5) Using a list comprehension can you extract the text of only the API resources?

In [166]:
[tag.text for tag in b.findAll(name='li') if 'API' in tag.text]

[u'API resource 1', u'API resource 2']

### Tool: Selector Gadget
http://selectorgadget.com/

## Scraping IMDB

#### First open your browser and look at the website and the html structure

http://www.imdb.com/title/tt0111161/

#### Get the HTML from the Shawshank Redemption page

In [167]:
import requests
r = requests.get('http://www.imdb.com/title/tt0111161/')
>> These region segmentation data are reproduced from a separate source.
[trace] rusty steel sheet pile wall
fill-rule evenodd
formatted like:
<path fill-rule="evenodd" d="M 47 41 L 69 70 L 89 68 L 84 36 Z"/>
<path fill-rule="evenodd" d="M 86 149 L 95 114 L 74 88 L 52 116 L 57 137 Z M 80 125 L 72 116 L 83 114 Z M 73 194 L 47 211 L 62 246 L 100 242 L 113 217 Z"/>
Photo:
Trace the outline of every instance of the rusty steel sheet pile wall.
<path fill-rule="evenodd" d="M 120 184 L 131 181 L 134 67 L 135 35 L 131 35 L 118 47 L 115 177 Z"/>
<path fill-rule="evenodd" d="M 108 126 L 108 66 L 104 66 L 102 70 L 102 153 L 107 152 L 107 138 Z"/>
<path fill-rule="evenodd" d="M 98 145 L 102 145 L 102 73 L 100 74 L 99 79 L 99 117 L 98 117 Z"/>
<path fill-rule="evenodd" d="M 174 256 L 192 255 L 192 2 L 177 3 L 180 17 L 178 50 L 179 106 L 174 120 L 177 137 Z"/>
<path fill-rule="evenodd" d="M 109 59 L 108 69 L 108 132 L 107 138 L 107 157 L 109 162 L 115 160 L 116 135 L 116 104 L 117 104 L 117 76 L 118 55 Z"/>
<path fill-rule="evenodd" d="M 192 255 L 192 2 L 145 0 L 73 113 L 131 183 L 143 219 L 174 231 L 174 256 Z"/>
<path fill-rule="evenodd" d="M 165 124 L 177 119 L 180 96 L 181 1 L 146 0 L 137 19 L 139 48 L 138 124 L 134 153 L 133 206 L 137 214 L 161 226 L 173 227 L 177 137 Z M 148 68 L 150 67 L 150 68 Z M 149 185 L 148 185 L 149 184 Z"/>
#### What is r? What can we do with it?

#### convert HTML into Soup

In [170]:
b = BeautifulSoup(r.text, 'html.parser')
print b

In [171]:
# run this code if you have encoding errors
import sys
reload(sys)
sys.setdefaultencoding('utf8')

#### Get the title

In [183]:
b.find('h1').text

u'The Shawshank Redemption'

#### Get the Star Rating (as a float)

In [182]:
# get the star rating (as a float)
b.find(name='span', attrs={'itemprop':'ratingValue'})

# <div class="titlePageSprite star-box-giga-star"> 9.3 </div>
b.find( class_='star-box-giga-star')

#### Get the Movie Rating

In [95]:
panel = b.find('meta', attrs={'itemprop':'contentRating'}) # too many
<meta itemprop="contentRating" content="R">

panel.text

u'R\n| \n                        2h 22min\n                    \n|\nCrime, \nDrama\n|\n14 October 1994 (USA)\n\n '

### In-Class Exercise

#### Intro Level: 
Using the Omdbapi, request all years of the 1000 movies in the CSV. Answer the questions below.
    
#### Challege Challenge Level:
Can you scrape the IMDB Top 250 list (http://www.imdb.com/chart/top?ref_=nv_mv_250_6) and return a Data frame with the movide name, rating, year and the unique movie identifier ie('tt0111161')?
Use the function above to scrape each of the movie pages.


**Questions:**

How many of the Top movies are rated 'R'?

What is the average duration of movies with a star_rating above 9?

What is the average duration of movies before 1985 and after?


### Optional Wed Scraping Homework

First, define a function that accepts an IMDb ID and returns a dictionary of
movie information: title, star_rating, description, content_rating, duration.
The function should gather this information by scraping the IMDb website, not
by calling the OMDb API. (This is really just a wrapper of the web scraping
code we wrote above.)

For example, `get_movie_info('tt0111161')` should return:
```
{'content_rating': 'R',
 'description': u'Two imprisoned men bond over a number of years...',
 'duration': 142,
 'star_rating': 9.3,
 'title': u'The Shawshank Redemption'}
 ```

Then, open the file imdb_ids.txt using Python, and write a for loop that builds
a list in which each element is a dictionary of movie information.
Finally, convert that list into a DataFrame.